Furie sued the news website InfoWars in March 2018 for copyright infringement for its use of an image of Pepe the Frog in a poster that it sold on its website. In a settlement, InfoWars agreed to pay $15,000 for its use of the image. Furie announced his intentions to donate the proceeds to the amphibian conservation organization Save the Frogs. Furie also filed lawsuits preventing the sale of Pepe-related merchandise by the neo-Nazi website The Daily Stormer and the subreddit r/The_Donald, and pursued legal remedies against prominent alt-right figures who were using Pepe images, including Richard B. Spencer, Baked Alaska, and Mike Cernovich. Furie settled a copyright infringement lawsuit against Jessica Logsdon, who produced paintings including images of a rifle-wielding, masked Pepe in front of the White House and a Pepe aiming a gun over a U.S. border wall.

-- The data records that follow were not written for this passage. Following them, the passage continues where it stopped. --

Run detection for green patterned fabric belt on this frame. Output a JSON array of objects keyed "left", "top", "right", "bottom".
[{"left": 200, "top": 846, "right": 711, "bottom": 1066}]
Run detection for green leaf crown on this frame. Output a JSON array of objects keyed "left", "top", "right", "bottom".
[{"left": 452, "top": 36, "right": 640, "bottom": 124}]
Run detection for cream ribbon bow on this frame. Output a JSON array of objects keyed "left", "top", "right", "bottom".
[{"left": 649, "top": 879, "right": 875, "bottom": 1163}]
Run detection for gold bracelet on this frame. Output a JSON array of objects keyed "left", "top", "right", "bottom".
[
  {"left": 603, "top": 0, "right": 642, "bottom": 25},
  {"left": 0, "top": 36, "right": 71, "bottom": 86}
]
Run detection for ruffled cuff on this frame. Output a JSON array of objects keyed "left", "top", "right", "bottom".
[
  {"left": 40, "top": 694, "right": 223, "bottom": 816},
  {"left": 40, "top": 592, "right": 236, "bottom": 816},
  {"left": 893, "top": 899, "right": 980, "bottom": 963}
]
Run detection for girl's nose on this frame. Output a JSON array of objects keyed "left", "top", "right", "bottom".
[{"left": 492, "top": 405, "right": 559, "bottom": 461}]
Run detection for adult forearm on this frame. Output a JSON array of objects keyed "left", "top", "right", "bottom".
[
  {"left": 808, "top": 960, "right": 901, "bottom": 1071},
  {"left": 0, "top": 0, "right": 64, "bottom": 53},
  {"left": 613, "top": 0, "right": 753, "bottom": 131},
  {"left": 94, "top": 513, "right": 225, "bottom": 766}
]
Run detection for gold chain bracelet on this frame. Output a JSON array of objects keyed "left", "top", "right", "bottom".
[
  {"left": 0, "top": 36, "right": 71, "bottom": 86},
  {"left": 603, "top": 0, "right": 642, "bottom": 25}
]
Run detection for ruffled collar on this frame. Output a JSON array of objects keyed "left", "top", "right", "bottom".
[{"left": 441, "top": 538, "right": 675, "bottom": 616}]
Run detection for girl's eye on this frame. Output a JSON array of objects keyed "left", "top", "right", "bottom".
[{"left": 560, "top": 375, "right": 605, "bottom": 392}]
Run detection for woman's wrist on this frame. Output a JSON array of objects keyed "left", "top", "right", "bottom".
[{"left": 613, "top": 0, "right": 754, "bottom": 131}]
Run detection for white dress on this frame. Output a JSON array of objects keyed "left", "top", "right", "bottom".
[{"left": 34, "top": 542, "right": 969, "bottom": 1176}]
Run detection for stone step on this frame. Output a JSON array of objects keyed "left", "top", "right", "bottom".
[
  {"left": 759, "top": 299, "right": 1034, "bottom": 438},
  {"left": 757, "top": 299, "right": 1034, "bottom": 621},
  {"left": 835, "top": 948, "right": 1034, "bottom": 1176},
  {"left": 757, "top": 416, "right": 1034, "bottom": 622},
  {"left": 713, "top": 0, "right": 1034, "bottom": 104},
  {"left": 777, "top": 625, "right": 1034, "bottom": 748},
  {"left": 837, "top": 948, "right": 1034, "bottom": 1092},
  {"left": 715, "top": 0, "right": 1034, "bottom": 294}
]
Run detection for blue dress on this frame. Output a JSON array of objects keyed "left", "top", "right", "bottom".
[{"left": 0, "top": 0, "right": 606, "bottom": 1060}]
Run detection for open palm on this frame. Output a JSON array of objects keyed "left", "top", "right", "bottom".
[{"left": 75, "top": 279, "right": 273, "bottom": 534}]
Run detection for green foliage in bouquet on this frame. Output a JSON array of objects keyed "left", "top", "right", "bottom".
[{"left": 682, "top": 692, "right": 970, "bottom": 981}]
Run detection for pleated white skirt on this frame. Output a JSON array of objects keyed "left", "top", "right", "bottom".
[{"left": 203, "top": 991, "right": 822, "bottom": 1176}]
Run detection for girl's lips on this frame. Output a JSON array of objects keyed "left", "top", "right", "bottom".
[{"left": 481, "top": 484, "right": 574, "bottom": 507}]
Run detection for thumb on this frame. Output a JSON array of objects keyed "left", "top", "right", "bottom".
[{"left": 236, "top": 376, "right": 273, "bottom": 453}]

In 2019, Pepe the Frog became a symbol of the 2019–2020 Hong Kong protests in a context apart from U.S. politics.

===Later works===
Furie and his partner exhibited their works at the Left Field Gallery in 2018. He was the subject of the 2020 documentary film Feels Good Man. Furie's 2020 book Mindviscosity was published with Fantagraphics. In 2023, he published the book Trigore Labyrinth, a collaboration with artists Skinner and Will Sweeney.

==Personal life==
Furie lives in Los Angeles. He and his partner, artist Aiyana Udesen, have a daughter.